Actually, I am not interested in any of the above, because there are too few
(less than 9). 

I think I need to first identify the unique Anlysis_Soil from the entire
list, and I thought using "list" might work:
List of 1
 $ : Factor w/ 1695 levels "Bases-Aluminum KCL Extr-2008-116",..: 1 1 2 3 3
4 5 5 6 6 ...
It does correctly identify there are 1695 unique "Anlysis_Soil" variables.
However, "anlyses" contains all 12,378 "Anlysis_Soil" variables. For
example:

print(anlyses)
...
...
...
[12374] Soil pH & EC-Soil EC (1to2)-2009-115                            
[12375] Soil pH & EC-Soil EC (1to2)-2009-115                            
[12376] Soil pH & EC-Soil EC (1to2)-2009-115                            
[12377] Soil pH & EC-Soil EC (1to2)-2009-115                            
[12378] Soil pH & EC-Soil EC (1to2)-2009-115                            
1695 Levels: Bases-Aluminum KCL Extr-2008-116 ...

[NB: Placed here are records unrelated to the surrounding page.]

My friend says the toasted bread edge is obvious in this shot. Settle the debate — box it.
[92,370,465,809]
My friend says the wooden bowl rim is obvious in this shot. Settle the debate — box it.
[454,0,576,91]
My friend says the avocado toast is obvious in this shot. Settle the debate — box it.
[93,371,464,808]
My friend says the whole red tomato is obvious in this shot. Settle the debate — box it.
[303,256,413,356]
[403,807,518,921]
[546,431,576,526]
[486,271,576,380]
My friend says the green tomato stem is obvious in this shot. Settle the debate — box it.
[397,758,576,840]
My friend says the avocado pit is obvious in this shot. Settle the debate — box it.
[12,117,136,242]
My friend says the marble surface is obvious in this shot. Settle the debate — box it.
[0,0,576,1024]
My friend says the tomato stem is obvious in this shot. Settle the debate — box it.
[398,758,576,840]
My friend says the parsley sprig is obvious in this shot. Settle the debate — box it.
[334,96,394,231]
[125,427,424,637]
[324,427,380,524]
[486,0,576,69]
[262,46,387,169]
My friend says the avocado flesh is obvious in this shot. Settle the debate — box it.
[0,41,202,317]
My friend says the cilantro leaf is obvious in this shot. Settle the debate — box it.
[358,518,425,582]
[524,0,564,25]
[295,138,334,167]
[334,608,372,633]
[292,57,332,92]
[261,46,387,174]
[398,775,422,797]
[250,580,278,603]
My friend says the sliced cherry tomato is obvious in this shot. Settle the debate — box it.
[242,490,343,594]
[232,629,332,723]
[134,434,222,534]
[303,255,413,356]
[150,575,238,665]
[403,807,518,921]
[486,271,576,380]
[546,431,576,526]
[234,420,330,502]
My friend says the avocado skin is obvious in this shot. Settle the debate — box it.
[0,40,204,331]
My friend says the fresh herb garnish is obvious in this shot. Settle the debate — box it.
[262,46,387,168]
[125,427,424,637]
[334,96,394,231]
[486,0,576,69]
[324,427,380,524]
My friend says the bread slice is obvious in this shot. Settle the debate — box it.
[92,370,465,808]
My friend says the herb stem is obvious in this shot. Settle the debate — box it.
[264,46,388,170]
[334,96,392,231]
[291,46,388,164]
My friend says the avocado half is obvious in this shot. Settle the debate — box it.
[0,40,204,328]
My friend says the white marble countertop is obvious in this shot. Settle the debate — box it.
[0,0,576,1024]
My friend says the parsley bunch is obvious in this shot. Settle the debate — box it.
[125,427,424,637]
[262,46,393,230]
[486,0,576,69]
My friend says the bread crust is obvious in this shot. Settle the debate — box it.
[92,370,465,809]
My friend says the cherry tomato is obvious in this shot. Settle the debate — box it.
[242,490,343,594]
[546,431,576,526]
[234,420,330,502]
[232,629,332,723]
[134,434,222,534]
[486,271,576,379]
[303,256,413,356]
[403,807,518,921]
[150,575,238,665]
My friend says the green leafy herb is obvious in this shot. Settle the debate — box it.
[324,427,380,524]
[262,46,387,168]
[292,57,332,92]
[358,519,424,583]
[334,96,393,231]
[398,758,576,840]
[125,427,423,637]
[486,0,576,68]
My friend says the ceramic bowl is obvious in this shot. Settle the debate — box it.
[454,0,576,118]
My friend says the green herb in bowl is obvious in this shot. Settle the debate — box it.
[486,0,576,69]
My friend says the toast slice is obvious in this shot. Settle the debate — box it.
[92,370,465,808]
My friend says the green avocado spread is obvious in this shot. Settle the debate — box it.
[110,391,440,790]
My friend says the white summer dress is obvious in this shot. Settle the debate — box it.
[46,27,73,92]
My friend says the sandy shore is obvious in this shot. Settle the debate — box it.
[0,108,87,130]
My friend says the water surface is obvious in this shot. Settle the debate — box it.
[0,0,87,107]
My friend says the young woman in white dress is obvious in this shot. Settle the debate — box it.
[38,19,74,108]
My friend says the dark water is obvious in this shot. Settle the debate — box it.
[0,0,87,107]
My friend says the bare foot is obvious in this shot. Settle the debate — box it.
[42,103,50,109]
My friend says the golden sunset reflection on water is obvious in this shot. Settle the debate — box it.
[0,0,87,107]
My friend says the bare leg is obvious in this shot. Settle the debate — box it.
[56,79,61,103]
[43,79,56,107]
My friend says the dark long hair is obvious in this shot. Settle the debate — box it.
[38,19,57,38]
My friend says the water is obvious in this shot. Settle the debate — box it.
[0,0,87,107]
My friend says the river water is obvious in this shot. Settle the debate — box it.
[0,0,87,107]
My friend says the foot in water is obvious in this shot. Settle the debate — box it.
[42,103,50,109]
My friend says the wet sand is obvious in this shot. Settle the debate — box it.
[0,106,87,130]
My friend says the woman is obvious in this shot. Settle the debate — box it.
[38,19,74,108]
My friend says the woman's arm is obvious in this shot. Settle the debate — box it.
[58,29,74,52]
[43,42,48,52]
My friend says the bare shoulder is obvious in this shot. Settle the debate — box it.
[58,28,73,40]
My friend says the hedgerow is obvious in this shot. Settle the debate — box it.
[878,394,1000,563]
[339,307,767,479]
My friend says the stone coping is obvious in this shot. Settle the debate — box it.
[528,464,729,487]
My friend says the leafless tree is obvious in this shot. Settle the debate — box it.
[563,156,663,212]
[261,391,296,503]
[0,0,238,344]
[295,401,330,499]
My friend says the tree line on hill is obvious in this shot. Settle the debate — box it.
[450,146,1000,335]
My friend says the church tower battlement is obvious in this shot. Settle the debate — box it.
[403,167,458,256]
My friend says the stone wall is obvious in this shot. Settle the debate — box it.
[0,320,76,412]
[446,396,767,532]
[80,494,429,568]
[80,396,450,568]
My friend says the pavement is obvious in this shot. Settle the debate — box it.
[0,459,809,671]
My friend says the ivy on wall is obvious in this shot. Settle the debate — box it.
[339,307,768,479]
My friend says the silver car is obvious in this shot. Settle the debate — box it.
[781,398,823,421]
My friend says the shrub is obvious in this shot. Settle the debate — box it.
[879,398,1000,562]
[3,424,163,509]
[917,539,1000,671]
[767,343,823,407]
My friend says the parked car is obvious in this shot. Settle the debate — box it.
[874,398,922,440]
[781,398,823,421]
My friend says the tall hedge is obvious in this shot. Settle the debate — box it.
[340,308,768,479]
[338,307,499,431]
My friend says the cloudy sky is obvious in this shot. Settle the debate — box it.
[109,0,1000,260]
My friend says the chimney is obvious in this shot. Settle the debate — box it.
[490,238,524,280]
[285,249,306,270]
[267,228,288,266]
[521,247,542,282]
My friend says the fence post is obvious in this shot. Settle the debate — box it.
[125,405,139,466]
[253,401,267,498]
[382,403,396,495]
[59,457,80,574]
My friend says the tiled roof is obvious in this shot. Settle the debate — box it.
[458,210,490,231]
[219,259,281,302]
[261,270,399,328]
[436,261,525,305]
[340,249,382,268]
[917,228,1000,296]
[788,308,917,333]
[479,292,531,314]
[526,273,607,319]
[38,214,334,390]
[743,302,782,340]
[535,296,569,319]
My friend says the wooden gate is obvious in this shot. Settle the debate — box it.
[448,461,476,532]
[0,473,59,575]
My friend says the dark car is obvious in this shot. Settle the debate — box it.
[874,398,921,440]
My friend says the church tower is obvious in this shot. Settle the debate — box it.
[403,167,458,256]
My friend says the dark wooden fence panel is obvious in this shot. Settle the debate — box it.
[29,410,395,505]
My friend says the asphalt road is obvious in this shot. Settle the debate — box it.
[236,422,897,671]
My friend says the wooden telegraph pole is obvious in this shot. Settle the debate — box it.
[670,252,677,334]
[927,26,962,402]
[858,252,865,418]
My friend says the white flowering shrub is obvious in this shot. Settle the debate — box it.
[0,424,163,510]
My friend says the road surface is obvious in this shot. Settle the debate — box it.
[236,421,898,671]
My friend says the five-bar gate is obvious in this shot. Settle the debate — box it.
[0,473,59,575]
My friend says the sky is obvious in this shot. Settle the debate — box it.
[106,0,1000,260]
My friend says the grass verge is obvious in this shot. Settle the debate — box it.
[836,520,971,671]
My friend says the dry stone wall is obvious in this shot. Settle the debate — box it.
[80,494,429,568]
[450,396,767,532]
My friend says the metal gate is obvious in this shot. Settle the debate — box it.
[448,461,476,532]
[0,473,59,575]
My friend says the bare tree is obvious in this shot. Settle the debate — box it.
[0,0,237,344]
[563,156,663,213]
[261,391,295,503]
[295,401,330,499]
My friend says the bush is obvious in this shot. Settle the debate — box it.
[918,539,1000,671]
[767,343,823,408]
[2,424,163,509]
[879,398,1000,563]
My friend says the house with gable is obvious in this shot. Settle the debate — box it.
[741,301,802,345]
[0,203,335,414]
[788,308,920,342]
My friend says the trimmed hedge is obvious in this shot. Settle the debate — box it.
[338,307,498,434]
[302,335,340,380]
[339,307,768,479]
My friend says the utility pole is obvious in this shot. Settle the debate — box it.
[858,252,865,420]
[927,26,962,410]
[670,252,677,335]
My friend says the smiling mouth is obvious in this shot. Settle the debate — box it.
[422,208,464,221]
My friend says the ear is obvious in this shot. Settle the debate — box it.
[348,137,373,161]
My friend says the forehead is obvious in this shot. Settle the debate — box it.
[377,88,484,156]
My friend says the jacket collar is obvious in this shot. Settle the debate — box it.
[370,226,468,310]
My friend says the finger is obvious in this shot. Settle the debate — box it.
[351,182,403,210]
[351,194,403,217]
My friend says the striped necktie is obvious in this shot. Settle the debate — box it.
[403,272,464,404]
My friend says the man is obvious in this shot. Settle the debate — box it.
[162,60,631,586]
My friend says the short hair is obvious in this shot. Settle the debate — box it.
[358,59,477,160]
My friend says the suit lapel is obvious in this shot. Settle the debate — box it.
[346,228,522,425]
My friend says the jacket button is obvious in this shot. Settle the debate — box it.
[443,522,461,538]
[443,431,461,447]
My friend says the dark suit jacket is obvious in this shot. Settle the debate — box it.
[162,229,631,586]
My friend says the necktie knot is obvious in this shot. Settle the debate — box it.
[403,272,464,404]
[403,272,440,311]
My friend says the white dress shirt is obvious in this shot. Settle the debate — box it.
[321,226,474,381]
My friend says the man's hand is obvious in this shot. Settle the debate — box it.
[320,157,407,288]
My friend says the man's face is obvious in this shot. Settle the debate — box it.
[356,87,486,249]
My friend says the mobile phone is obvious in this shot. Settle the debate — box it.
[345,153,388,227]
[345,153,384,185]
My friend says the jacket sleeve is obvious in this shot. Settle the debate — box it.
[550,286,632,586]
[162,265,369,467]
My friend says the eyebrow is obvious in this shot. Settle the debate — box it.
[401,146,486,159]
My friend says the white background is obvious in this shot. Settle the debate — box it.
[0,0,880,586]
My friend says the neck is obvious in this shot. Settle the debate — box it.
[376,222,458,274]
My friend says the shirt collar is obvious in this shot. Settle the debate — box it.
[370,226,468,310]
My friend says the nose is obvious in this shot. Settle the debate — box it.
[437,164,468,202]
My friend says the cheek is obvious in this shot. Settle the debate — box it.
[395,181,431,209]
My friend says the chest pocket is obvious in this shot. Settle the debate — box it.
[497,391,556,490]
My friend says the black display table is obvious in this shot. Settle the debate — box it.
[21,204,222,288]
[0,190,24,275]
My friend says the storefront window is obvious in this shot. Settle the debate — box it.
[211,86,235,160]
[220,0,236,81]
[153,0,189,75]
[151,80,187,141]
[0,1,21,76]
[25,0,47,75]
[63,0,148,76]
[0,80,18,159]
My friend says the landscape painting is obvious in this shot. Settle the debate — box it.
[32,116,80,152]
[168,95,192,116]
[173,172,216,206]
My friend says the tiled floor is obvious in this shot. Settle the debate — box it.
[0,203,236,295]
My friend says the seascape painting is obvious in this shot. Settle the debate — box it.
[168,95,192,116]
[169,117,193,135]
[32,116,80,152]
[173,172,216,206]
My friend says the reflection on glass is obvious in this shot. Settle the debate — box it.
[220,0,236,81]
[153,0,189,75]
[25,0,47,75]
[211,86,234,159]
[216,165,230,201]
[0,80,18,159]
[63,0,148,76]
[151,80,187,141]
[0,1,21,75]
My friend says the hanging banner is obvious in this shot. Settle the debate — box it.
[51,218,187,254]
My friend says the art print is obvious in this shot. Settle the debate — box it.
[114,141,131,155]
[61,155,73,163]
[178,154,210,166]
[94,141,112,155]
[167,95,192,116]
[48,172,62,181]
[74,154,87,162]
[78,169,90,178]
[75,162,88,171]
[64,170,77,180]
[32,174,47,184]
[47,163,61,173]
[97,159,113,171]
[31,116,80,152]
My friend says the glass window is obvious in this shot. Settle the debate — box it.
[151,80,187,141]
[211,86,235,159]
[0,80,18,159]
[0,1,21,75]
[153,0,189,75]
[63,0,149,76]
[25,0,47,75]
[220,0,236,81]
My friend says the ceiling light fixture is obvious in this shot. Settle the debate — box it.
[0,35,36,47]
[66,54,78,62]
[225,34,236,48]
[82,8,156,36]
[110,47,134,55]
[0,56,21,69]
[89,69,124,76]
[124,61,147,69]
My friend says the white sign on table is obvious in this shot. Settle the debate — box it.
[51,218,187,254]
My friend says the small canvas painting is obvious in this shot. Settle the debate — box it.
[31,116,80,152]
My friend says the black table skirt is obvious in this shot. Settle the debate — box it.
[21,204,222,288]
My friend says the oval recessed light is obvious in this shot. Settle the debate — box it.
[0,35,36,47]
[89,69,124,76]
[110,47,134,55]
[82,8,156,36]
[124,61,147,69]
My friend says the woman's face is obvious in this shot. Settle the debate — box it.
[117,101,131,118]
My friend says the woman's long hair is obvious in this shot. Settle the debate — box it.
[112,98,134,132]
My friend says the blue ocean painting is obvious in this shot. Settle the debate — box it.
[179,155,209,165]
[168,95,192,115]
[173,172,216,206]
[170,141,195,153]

And once again shows correctly that there are 1,695 unique "Anlysis_Soil"
variables.

Once the unique Anlysis_Soil variables are identified, I need to determine
the ones greater than 8, and I see how that could be done with your code.

I am not clear what you mean by, "for (myV in myVars)" ? Is myV the name of
one of the unique variables that has at least 9 Results? Is myVars the
entire column of "Anlysis_Soil" ?

I am not sure if this is any clearer.

Thanks,

Jerry Floren
Minnesota Department of Agriculture
#
Tena koe Jerry 

myVars would be the unique values of Anlysis_Soil.  I guess Anlysis_Soil
is a factor, in which case

myVars <- levels(Anlysis_Soil)

The for() loop then steps through each of these in turn.

HTH ....

Peter Alspach

PS  If you'd like more details it might be better to contact me off
list.

P
#
Thank you very much Peter. I'm off until Monday, but now I have an
interesting project to think about over the weekend. It looks pretty simple,
and it sure will beat over 2,000 pages of code to cut and paste.

Thanks again,

Jerry Floren
Minnesota Department of Agriculture
3 days later
#
Hi Peter,

Thanks again for showing me how to do this. This will save me hours of
tedious work, and I can't believe how quickly R reads in and processes my
data. It was taking about 40 minutes when I used Word's mail merge for this.
When I first switched from Excel to R, R was so much faster than Excel that
I could live with the 40 minute processing time. 

This is another major improvement. What will really save me the most time is
the" if (nrow(rsubset) > 8)"  statement. 

Thanks,

Jerry Floren
Minnesota Department of Agriculture